Such finger pointing to divert the media’s searchlight has become a common manoeuvre in the Trump administration. But we shouldn’t fault the son-in-law; this is a consequence of the climate created by the Trump paterfamilias. While Jared™ was attempting to turf several dozen football fields between himself and everyone else, Trump was snorting that he never would have hired his primordial loyalist Jeff Sessions as attorney general had he known Sessions would recuse himself from the Russia investigation. The president is reportedly mulling whether to replace his AG. Meanwhile, the press secretary Sean Spicer resigned after Trump hauled an unctuous Kardashian-esque suck-up named Anthony Scaramucci out of the Acela Corridor swamps to be his new communications director over Spicer’s objections.

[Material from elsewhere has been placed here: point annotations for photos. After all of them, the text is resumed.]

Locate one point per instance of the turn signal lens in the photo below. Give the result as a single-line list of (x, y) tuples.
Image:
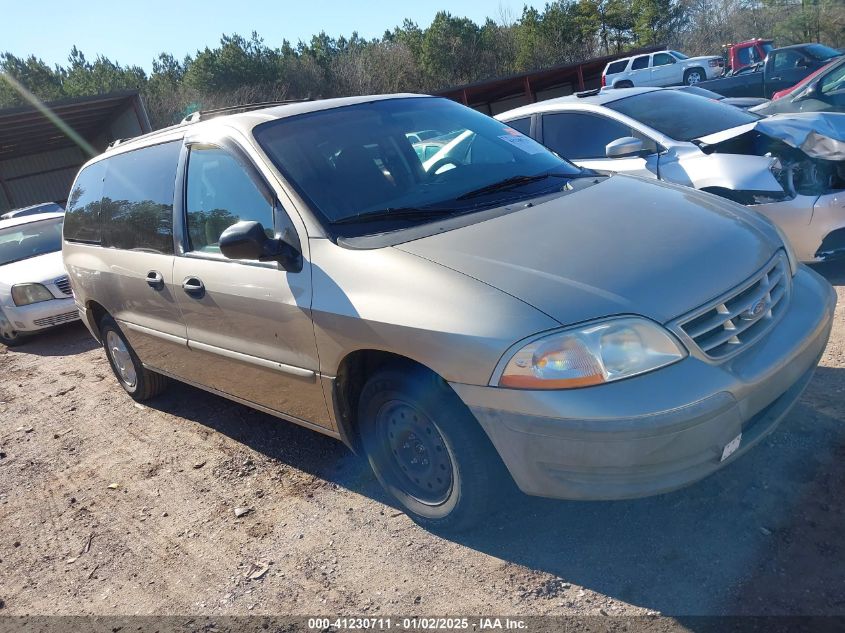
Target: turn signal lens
[(24, 294), (591, 355)]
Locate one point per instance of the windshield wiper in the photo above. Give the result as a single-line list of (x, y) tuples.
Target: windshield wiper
[(404, 213), (509, 183)]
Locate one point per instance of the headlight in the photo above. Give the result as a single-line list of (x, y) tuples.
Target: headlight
[(590, 355), (24, 294), (787, 246)]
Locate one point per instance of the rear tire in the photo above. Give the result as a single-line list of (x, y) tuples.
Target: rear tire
[(138, 381), (427, 450), (694, 76)]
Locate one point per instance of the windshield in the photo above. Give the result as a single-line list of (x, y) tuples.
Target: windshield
[(30, 240), (682, 116), (361, 160), (821, 52)]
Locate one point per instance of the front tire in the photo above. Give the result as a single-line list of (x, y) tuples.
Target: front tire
[(694, 76), (138, 381), (8, 335), (427, 449)]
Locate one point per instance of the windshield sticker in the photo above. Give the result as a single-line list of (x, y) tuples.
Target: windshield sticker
[(524, 143)]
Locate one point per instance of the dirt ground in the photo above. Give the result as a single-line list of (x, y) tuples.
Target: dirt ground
[(110, 507)]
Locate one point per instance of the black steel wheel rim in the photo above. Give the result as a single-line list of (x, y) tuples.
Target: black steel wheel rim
[(415, 454)]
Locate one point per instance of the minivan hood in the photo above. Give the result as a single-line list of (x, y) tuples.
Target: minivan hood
[(623, 246), (37, 269)]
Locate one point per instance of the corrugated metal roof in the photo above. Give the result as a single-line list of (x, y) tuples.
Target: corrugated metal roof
[(490, 90), (25, 130)]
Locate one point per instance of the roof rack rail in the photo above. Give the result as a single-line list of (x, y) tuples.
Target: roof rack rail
[(202, 115), (117, 142)]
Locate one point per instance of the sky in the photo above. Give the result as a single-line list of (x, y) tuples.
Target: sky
[(134, 32)]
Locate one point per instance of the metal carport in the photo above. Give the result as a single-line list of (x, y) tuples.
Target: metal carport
[(38, 159)]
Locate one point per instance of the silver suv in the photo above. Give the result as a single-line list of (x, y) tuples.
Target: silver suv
[(490, 313)]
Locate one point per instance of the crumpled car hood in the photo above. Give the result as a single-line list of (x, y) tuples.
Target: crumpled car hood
[(622, 246), (817, 134), (33, 270)]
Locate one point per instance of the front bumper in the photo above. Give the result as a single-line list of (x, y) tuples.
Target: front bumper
[(660, 431), (41, 315)]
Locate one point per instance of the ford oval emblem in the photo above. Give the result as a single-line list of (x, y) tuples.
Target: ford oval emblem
[(754, 311)]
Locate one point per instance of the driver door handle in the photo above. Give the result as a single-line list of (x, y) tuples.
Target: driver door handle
[(193, 287), (155, 280)]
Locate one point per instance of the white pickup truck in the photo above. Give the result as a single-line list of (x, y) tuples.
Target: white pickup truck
[(664, 68)]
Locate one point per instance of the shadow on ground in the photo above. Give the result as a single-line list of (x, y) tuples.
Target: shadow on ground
[(63, 340), (762, 536)]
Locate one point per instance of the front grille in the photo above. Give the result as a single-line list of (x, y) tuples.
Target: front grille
[(63, 284), (59, 318), (728, 325)]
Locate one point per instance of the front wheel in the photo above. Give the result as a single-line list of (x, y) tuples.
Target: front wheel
[(427, 449), (138, 381), (694, 76)]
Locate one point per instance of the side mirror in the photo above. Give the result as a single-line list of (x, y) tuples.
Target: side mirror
[(809, 92), (248, 240), (624, 147)]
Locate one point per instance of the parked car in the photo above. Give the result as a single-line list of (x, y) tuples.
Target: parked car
[(783, 67), (665, 68), (44, 207), (689, 140), (34, 290), (824, 91), (747, 53), (743, 103), (495, 313)]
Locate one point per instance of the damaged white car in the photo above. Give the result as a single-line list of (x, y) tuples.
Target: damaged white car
[(789, 167)]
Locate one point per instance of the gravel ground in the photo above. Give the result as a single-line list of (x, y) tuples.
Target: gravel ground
[(109, 507)]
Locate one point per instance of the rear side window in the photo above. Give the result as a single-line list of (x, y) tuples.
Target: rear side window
[(138, 199), (786, 60), (579, 136), (616, 67), (640, 63), (522, 125), (82, 218), (221, 193), (662, 59)]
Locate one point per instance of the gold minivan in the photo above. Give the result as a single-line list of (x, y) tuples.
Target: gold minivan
[(478, 312)]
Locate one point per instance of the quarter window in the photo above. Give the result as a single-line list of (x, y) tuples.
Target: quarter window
[(663, 59), (786, 60), (220, 193), (579, 136), (640, 63), (138, 199), (82, 218), (616, 67)]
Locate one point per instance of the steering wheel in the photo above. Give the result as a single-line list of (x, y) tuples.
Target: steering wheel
[(439, 164)]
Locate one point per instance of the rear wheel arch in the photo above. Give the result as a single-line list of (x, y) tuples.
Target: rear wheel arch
[(97, 312)]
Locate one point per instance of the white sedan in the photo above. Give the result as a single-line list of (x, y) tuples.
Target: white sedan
[(788, 167), (34, 290)]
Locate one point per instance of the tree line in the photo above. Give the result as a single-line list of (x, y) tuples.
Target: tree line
[(448, 52)]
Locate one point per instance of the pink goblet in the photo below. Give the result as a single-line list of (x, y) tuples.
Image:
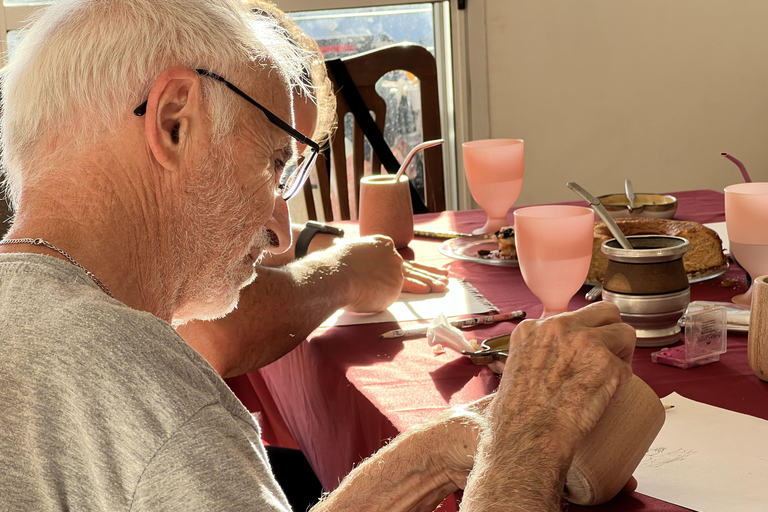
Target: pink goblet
[(746, 217), (494, 170), (554, 248)]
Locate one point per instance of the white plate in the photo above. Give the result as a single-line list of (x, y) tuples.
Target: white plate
[(466, 247)]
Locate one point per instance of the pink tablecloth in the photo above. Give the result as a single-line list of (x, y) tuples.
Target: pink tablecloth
[(344, 392)]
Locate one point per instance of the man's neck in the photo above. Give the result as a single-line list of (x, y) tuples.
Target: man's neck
[(104, 234)]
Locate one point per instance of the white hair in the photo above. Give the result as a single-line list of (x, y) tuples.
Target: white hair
[(84, 65)]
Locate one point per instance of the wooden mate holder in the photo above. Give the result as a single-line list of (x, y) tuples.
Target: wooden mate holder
[(609, 455), (757, 343)]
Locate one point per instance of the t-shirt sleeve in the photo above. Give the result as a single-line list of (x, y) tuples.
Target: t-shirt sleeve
[(210, 463)]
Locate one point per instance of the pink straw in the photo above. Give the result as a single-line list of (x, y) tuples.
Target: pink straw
[(740, 165)]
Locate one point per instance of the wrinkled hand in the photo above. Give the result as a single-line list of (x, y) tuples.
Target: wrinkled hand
[(374, 270), (419, 278), (463, 426), (560, 376)]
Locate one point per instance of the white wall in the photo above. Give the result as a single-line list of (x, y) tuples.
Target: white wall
[(651, 90)]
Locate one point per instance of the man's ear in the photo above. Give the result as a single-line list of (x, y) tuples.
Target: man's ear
[(174, 114)]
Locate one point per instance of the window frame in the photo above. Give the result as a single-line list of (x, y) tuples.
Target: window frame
[(460, 42)]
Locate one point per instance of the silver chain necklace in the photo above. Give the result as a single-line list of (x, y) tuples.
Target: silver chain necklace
[(40, 241)]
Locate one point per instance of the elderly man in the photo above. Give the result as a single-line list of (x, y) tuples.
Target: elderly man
[(143, 146)]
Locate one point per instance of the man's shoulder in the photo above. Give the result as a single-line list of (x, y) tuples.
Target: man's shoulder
[(56, 324)]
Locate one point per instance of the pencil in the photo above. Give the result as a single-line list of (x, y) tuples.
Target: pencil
[(440, 235), (468, 322)]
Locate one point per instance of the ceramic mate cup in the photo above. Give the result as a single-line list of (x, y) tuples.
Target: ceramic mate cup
[(757, 343), (385, 208), (609, 455)]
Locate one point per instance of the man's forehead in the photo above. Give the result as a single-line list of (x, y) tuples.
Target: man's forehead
[(269, 89)]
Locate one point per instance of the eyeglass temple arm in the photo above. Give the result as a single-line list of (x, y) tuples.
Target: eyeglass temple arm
[(142, 110)]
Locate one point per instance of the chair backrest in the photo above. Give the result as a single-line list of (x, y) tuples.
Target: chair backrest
[(366, 69)]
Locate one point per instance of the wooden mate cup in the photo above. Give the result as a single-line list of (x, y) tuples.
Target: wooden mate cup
[(757, 343)]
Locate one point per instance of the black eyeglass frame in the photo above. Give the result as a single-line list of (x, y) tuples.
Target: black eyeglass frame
[(292, 180)]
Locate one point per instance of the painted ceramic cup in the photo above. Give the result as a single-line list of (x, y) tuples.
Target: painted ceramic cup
[(385, 208)]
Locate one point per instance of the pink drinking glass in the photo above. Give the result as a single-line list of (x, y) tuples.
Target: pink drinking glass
[(554, 248), (746, 217), (494, 170)]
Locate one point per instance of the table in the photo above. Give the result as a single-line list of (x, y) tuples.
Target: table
[(342, 393)]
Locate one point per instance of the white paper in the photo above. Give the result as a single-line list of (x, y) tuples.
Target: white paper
[(708, 459), (722, 231), (461, 298)]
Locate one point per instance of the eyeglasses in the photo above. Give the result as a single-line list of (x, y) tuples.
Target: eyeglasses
[(293, 177)]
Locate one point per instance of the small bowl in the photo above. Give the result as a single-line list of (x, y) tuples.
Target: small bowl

Steve Bannon, once denounced as a Rasputin-type figure who emerged out of the Breitbartian snows to hold Trump in his ideological thrall, is keeping his head down lest Trump lop it off next. Just two months ago, Axios reported that the president was mulling a massacre of his top staff, with Bannon, Spicer, Chief of Staff Reince Priebus, and counsel Don McGahn all among the potential victims. No doubt Bannon and Spicer recall well the fate of Chris Christie, the portly Trump surrogate reduced now to pathetically raising the smoking age in New Jersey while munching on a pork rind because Trump cast him out. This is a president for whom a year-plus of self-abasing service can still earn you an ostracisation. And so, bereft of common purpose and hunted by the press, it’s cover your back time in the Trump court, with even the dauphin abandoned by the son-in-law.

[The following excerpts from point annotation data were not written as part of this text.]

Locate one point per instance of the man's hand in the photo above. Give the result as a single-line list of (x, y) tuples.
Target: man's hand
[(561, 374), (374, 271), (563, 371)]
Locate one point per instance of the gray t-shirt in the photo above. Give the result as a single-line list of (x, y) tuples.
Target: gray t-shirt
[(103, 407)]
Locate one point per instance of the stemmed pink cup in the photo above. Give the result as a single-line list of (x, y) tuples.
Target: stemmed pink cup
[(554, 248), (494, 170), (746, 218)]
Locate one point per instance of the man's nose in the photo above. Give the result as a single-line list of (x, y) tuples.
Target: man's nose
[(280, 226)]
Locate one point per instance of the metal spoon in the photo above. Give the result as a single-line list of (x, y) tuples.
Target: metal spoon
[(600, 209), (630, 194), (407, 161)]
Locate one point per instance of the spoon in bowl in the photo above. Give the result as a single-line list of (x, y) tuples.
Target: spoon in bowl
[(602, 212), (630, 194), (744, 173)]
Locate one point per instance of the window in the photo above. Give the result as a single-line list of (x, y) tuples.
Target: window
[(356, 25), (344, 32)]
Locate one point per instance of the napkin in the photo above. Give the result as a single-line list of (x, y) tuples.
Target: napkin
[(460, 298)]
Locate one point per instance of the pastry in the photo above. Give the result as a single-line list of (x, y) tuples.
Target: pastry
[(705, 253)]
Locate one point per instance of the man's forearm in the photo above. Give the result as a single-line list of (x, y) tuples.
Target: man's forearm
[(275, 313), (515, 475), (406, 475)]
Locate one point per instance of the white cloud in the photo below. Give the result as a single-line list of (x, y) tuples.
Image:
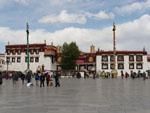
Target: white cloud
[(81, 18), (64, 17), (25, 2), (133, 35), (101, 15), (133, 7)]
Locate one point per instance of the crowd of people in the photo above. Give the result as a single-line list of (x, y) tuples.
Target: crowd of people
[(132, 74), (40, 78)]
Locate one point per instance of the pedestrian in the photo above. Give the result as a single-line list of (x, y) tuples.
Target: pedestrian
[(78, 75), (122, 74), (28, 76), (56, 77), (126, 75), (22, 76), (42, 80), (37, 78), (1, 78), (144, 75), (48, 79)]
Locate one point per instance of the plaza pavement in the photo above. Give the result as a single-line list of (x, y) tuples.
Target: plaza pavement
[(78, 96)]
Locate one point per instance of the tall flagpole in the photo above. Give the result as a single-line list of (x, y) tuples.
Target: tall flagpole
[(28, 59), (114, 44)]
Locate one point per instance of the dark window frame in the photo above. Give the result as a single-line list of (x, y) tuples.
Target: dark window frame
[(131, 57), (104, 64), (18, 59), (139, 64), (122, 67), (104, 58), (139, 58), (120, 58), (36, 59), (13, 59)]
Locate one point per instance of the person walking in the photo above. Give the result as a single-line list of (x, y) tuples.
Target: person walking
[(37, 78), (48, 78), (56, 77), (1, 78), (22, 76), (28, 76), (42, 80)]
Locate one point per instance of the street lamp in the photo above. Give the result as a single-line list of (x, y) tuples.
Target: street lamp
[(28, 62)]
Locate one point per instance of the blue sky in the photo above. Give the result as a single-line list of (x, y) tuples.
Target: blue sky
[(86, 22)]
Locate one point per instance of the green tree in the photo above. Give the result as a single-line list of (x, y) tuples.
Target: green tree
[(70, 52)]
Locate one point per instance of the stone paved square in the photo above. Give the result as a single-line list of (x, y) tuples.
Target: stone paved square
[(78, 96)]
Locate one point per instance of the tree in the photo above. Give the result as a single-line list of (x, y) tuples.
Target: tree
[(70, 52)]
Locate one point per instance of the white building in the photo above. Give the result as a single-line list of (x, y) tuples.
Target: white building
[(126, 61), (41, 55)]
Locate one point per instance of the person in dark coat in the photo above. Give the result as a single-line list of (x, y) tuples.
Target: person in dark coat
[(48, 78), (56, 77), (42, 80), (1, 78), (28, 76), (78, 75), (37, 78), (22, 76)]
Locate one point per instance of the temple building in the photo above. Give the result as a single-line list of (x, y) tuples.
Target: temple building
[(126, 61), (41, 56), (85, 62), (48, 57)]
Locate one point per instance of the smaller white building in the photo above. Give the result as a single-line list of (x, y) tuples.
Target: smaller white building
[(126, 61), (40, 55)]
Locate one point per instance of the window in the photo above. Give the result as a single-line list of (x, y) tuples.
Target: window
[(104, 58), (13, 52), (37, 51), (139, 66), (120, 66), (112, 58), (31, 51), (18, 59), (36, 59), (139, 58), (13, 59), (131, 65), (8, 59), (112, 66), (31, 59), (8, 52), (19, 52), (3, 62), (120, 58), (26, 59), (104, 66), (131, 57)]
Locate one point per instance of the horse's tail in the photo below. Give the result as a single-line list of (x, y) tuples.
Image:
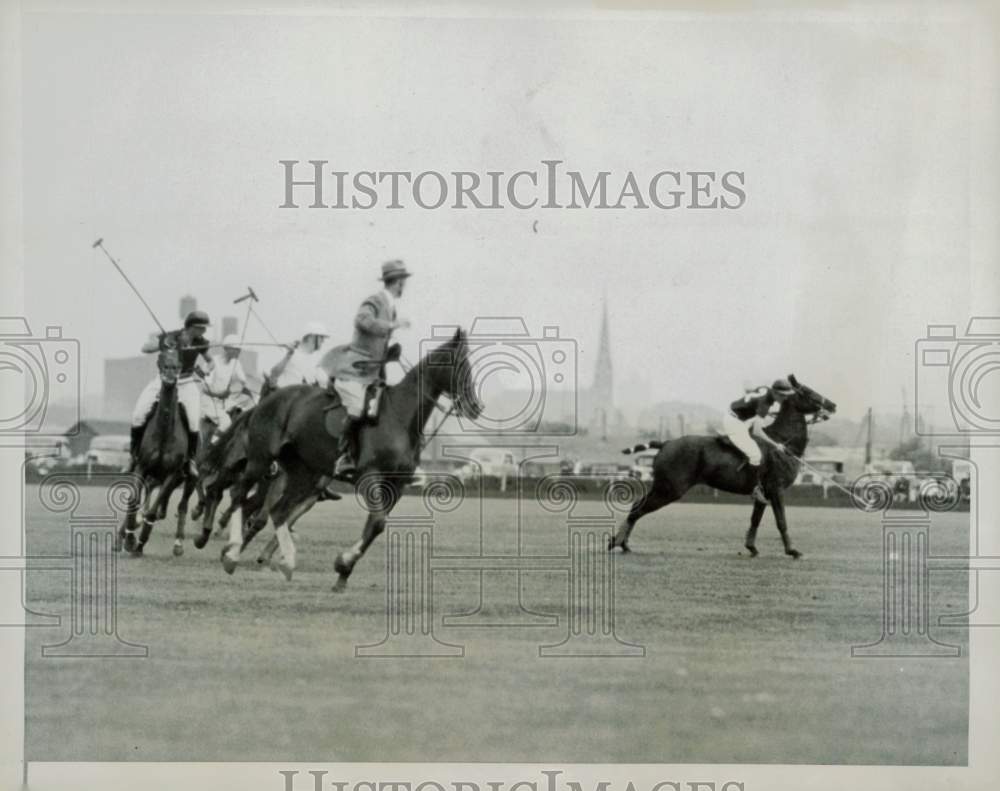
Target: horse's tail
[(653, 445)]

Cable news has reported that Trump spends a lot of time watching reports about himself on cable news, an infinity mirror of self-regard that may yet tear open a wormhole in the heart of Washington. In the meantime, its main consequence has been to distract the president. Without his leadership, the administration has gone adrift and his lieutenants have prioritised self-preservation. This is being read as a failure of conservatism or nationalism or Albigensianism; it’s actually a short-circuiting of management, an inability to define and enact the change that Trump’s supporters crave. Right now it’s hardly lethal. Trump’s idol Andrew Jackson spent much of his first term raging over a scandal known as the Petticoat Affair. Bill Clinton’s first two years were so chaotic as to seem ruinous. Both went on to have impactful presidencies and Trump may yet.

But returning to staffing matters, there are massacres and then there are Saturday Night Massacres. That latter moniker refers to Richard Nixon’s decision in 1973 to fire investigator Archibald Cox, and now Trump has intimated that something similar could be in the works for special prosecutor Robert Mueller who’s probing allegations of Russian collusion. Forget the thus-far thin evidence; forget the unconstitutionality of the special counsel position. Mueller’s firing—and maybe Mueller’s firing alone—could shock congressional Republicans out of their quiescence and cause nervous administration officials to start to abandon ship. This would be a personnel snafu too far. Trump must resist it and rally his administration. Shutting off CNN would be a good place to start.